Acute generalized exanthematous pustulosis from imatinib
© Fu et al; licensee BioMed Central Ltd. 2014
Published: 18 December 2014
Acute generalized exanthematous pustulosis (AGEP) is rare cutaneous drug reaction involving drug-specific T lymphocytes and neutrophilic inflammation. Imatinib is a tyrosine kinase inhibitor used widely in treatment of chronic myeloid leukemia (CML). Rash is a common side effect of imatinib, occurring in up to 30% of patients. However, there are only two case reports to date describing AGEP secondary to imatinib.

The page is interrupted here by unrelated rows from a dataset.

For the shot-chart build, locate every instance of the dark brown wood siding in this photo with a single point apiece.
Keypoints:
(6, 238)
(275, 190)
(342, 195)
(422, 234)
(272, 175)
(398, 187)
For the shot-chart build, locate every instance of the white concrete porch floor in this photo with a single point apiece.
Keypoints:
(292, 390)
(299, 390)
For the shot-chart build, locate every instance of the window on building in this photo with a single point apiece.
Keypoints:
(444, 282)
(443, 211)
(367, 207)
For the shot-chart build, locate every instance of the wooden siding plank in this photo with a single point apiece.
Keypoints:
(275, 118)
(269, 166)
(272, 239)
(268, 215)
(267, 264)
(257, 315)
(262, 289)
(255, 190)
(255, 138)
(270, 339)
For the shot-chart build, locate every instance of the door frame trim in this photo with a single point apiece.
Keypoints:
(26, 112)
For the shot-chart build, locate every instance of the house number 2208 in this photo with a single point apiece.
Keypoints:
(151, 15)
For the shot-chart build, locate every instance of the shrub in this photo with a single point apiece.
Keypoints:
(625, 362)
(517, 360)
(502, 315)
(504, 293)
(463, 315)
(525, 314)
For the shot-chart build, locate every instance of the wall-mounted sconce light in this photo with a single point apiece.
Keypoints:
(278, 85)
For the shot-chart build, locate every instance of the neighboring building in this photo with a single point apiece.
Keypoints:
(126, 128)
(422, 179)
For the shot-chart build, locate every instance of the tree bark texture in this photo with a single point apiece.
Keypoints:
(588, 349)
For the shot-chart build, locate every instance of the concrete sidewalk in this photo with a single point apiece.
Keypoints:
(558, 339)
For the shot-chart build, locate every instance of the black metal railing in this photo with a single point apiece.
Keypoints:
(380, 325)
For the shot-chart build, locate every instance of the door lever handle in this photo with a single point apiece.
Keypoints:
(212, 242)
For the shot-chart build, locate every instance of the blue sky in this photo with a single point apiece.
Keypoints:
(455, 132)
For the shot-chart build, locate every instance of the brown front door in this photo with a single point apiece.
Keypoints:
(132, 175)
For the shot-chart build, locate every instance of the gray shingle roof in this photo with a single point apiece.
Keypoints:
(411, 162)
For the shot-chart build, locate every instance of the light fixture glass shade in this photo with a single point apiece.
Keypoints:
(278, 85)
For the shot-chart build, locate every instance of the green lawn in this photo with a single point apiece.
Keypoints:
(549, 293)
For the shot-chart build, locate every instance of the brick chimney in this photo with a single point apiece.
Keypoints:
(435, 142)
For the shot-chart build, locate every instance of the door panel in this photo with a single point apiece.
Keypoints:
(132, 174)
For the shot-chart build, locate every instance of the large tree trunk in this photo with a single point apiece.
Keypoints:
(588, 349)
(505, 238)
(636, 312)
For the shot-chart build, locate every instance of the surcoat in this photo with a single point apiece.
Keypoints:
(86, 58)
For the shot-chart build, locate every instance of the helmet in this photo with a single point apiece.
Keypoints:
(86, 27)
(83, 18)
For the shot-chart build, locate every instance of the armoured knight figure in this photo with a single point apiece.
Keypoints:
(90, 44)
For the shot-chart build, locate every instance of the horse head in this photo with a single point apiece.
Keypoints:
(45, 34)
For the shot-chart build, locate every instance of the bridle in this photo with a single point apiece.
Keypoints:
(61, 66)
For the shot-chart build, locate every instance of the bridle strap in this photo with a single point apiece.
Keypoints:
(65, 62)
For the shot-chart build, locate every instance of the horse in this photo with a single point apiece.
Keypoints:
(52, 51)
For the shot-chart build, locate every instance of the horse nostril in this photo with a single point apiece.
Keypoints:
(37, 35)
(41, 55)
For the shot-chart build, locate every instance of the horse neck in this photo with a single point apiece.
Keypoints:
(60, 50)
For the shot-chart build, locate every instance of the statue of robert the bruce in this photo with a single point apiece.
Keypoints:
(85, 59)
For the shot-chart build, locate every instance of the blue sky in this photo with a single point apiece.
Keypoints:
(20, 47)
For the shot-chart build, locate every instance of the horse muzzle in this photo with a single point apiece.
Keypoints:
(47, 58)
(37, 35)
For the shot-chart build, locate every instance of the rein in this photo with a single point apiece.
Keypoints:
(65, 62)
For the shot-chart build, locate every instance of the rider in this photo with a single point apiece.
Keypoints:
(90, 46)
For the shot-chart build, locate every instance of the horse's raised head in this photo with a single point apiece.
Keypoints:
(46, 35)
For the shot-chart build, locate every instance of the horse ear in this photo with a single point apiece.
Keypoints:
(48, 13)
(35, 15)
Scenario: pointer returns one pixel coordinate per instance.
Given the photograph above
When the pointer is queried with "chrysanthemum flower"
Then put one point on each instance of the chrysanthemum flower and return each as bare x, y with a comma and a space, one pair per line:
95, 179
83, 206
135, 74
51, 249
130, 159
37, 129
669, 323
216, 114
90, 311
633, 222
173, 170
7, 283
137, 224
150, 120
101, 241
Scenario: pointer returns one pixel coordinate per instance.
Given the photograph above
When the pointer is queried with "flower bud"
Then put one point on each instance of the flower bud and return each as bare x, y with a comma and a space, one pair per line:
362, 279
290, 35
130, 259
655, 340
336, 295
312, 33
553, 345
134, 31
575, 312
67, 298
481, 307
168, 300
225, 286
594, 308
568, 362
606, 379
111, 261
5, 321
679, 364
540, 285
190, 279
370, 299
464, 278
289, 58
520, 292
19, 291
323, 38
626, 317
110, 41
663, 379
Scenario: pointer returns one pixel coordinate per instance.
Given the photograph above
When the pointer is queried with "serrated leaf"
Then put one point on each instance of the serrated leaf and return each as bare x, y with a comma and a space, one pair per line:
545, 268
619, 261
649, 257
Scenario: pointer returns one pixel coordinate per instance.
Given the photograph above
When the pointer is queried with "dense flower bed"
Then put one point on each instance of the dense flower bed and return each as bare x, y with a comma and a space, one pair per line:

A 71-year-old woman known for chronic myeloid leukemia presented with acute onset of generalized pruritus, accompanied by small erythematous papules, and diffuse general edema affecting the face, and upper and lower extremities. The rash developed over a few hours and was associated with shortness of breath, chills, and dysuria. The rash persisted for 14 days at which point a 5 day course of prednisone was prescribed which led to improvement. Imatinib (generic) had been started 3 months earlier; was temporarily interrupted for 2-3 weeks after 1 month; then restarted 2 months prior to onset of the rash. On exam there was pitting edema to lower 2/3 anterior tibia, erythematous papular generalized excoriated rash with xerosis. No blistering, sloughing of skin, target lesions, or pustules. CBC normal, creatinine unremarkable and urine negative for eosinophils.
Imatinib (generic) was discontinued and brand name Gleevec ® was started. Two weeks later the rash recurred. Eosinophil count increased to 2.84 x 109/L. A skin biopsy was arranged which showed parakeratosis containing neutrophils with formation of intracorneal pustules, in keeping with AGEP.
Gleevec ® was discontinued and Nilotinib 400mg PO BID was substituted 2 weeks later. The rash resolved and eosinophilia decreased over the next month and has not recurred.
AGEP is a rare complication of imatinib therapy, and should be considered in patients who present with atypical rash on imatinib.